Adalet ve Kalkınma Partili Hükûmetler döneminde, müzakerelere başladığımız 2005 yılından itibaren toplam 35 başlıkta sadece 16 fasıl açılabilirmiştir ve sadece 1 fasıl, o da geçici olarak kapatılmıştır. AB tarihinde çok uzun süre aday olan tek ülke olma özelliğine sahibiz. Ama daha önemlisi, AB’ye üyelik koşullarımızı içeren Kopenhag Siyasi Kriterlerinden, hukukun üstünlüğü, yargı bağımsızlığı, kuvvetler ayrılığı ilkelerinden ve demokratikleşme sürecinden uzaklaştık.
İlk kez Avrupa Parlamentosu üyelik müzakerelerimizi koşullu olarak askıya alınmasını öneren bir raporu kabul etti. Ayrıca, üyeliğimiz için son derece önemli olan katılım öncesi mali yardımlarda 105 milyon avro bütçe kesintisi yapıldı. Oysa, Başbakan Yıldırım, alınan bu kararların nedeni olarak, bütçe açılış sunuşunu yaparken, AB’ye yönelik vizyonsuzluk ve bir stratejik bakış açısı eksikliği olduğunu savundu.
Demokrasi, adalet, hukuk devleti, özgürlükler ortamından yoksun ve uluslararası arenada saygınlığı giderek zayıflayan ülkemiz açısından AB çıpasından asla vazgeçmemeliyiz.

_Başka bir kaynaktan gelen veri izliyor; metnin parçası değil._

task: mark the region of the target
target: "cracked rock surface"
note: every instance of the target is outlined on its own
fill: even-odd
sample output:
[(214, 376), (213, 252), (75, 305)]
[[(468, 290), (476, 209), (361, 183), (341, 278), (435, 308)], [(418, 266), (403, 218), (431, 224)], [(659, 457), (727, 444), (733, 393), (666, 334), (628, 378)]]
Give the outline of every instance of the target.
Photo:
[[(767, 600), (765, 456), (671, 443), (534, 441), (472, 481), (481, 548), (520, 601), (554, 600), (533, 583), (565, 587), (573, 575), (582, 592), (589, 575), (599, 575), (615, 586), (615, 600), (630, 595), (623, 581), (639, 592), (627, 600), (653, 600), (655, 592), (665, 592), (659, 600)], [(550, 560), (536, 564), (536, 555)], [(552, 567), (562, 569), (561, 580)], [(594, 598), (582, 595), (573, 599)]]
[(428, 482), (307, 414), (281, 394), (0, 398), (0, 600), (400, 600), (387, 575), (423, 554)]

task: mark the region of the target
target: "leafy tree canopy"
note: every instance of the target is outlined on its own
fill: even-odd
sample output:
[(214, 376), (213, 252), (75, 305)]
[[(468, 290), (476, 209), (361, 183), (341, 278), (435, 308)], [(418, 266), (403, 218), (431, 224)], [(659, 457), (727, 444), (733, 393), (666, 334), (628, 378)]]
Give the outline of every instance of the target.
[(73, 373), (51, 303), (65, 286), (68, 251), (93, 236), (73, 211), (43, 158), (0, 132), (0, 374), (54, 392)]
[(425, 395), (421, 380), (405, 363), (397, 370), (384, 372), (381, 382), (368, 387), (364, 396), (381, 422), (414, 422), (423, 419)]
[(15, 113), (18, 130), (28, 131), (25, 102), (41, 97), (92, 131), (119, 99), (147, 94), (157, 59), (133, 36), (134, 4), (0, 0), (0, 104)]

Biz, CHP olarak, AB üyeliğimizi bir siyasi partinin ve bir kişinin günübirlik siyasi çıkarları için değil, ülkemiz ve 80 milyon yurttaşımızın faydası ve refahı için, demografik, ekonomik ve bölgesel çıkarlarımızı öncelleyen ulusal, stratejik bir devlet politikası olarak görüyoruz.”